Boris Johnson Spent Just Nine Hours In Afghanistan On The Day Of The Heathrow Vote

    A Freedom of Information request by BuzzFeed News found that his visit to Kabul last month was short and sweet — but the Foreign Office won't yet say how much it cost.

    Boris Johnson spent just nine hours in Kabul on a diplomatic trip last month that allowed him to avoid a vote on the expansion of Heathrow airport, BuzzFeed News can reveal.

    Data released under Freedom of Information (FOI) laws shows that the former foreign secretary's whirlwind trip to Afghanistan involved three members of his private office, including special adviser David Frost.

    But the Foreign Office declined to say how much the visit cost taxpayers, saying that would be published "in due course" under transparency rules on the department's website.

    Johnson has long been opposed to a third runway at Heathrow and pledged at the 2015 election to "lie down in front of those bulldozers" to stop it being built.

    But he would have had to resign from the cabinet if he had failed to back the move in a long-awaited House of Commons vote on Monday, June 25.

    Critics, including Tory colleagues Justine Greening and Greg Hands, mocked the apparently hastily arranged trip and accused Johnson of failing to represent his community.

    Johnson insisted at the time: "It is clear from what is likely to be a large majority of MPs who are in favour of a third runway that my resignation would have achieved absolutely nothing."

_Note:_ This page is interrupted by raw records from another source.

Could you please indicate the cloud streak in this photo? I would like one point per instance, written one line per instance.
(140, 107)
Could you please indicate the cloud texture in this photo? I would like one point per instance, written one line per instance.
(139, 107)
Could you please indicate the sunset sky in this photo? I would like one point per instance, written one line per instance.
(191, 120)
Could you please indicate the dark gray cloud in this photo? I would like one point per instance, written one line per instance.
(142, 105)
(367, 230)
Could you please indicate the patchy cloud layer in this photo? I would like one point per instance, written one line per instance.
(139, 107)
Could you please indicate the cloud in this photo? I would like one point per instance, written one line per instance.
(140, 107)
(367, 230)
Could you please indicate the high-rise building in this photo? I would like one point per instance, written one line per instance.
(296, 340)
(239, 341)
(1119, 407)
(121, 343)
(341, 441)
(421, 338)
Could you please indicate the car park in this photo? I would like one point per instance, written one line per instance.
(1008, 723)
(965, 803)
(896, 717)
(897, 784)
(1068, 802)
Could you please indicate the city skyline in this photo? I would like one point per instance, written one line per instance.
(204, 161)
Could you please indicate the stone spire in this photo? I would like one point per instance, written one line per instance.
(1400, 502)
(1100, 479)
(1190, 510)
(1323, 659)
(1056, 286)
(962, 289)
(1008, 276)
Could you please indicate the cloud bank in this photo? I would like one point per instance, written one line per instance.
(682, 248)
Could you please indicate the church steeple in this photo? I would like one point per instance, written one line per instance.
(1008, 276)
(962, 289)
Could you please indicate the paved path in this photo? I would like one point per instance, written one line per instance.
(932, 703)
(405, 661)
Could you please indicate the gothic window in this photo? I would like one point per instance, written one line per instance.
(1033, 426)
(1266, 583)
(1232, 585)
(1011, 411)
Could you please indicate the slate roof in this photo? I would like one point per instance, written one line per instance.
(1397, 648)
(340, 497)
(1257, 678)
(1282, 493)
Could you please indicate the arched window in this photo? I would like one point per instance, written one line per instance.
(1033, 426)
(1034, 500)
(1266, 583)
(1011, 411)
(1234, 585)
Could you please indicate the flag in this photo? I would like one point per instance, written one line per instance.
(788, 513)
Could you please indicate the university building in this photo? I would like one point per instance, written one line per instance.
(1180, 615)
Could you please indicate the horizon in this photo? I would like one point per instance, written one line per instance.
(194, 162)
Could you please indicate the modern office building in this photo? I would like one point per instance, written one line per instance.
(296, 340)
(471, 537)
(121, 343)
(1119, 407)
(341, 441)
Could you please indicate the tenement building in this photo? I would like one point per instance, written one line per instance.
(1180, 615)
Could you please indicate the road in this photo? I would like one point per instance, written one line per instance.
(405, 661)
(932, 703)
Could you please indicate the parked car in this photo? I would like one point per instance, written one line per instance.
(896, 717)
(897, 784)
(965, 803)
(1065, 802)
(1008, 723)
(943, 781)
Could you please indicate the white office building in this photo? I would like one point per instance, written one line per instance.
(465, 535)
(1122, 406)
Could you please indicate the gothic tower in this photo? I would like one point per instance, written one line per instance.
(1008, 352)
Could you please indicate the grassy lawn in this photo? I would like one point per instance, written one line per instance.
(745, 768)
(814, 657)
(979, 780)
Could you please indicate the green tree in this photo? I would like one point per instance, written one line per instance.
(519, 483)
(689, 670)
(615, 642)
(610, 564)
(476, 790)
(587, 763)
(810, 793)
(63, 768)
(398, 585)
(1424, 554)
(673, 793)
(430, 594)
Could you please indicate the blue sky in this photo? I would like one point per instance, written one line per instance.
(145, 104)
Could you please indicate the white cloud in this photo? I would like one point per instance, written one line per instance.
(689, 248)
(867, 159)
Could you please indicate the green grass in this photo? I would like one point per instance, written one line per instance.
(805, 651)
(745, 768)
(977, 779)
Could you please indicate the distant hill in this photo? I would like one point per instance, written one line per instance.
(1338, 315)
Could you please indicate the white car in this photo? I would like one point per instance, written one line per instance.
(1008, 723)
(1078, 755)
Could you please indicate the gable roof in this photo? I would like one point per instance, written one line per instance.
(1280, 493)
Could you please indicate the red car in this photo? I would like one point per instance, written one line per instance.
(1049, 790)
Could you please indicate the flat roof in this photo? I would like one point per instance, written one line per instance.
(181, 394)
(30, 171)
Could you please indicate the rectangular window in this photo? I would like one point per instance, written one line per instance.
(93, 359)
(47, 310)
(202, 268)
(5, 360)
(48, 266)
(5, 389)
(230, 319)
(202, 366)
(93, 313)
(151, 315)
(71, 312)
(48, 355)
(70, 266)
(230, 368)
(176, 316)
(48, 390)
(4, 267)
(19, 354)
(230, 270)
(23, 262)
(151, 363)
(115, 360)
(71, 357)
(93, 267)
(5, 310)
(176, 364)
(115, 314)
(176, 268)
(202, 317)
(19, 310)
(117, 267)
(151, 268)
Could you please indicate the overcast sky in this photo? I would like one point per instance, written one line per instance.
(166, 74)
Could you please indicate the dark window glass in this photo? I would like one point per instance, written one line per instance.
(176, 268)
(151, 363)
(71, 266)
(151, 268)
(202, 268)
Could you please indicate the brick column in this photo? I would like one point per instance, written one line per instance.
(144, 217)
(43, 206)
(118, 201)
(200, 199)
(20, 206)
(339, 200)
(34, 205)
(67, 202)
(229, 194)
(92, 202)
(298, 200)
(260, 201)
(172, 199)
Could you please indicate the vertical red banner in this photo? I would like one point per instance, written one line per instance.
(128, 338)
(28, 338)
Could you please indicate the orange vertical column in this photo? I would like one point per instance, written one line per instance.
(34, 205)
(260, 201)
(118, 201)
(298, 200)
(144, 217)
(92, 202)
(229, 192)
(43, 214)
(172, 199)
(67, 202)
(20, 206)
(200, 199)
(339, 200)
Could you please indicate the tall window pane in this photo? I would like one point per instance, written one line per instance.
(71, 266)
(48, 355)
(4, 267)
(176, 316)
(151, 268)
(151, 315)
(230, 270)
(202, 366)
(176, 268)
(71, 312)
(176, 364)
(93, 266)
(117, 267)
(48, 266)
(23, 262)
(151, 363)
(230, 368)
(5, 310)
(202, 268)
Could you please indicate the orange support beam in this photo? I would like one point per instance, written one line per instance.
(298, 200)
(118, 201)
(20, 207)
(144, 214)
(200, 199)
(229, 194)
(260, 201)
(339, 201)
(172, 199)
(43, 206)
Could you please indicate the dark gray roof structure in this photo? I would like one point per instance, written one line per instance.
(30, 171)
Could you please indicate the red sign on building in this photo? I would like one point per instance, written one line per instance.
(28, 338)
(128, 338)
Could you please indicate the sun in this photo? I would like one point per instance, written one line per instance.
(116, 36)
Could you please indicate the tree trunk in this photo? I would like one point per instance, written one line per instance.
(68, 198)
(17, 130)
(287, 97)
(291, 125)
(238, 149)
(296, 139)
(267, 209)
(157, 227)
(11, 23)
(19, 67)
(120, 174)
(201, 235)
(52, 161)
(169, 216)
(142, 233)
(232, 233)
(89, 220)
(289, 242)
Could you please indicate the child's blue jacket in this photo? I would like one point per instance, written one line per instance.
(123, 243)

    Diplomatic sources told BuzzFeed News the nine-hour timeframe was "not unusual for the time you would spend in country during a visit", pointing out that Johnson flew out on the Sunday evening and landed back in the UK on the Tuesday morning.

    But opponents will question whether the cost of the short diplomatic trip, which involved an eight-hour flight there and back, can be justified to taxpayers.

    In the FOI response, the Foreign Office declined to name the two other officials who accompanied Johnson on his trip and said no members of the military were part of his group.

    Asked about the total cost of the trip, the department said: "Providing this information in response to a Freedom of Information request is not the most cost-effective way of placing this information in the public domain, when it will be published in due course on the FCO website."

    The Foreign Office said last month that Johnson had flown into Kabul to "show support for recent positive developments in Afghanistan". He held talks with Afghanistan’s president Ashraf Ghani, chief executive Abdullah Abdullah, and deputy foreign minister Hekmat Karzai.

    Johnson ended up resigning two weeks later over Brexit.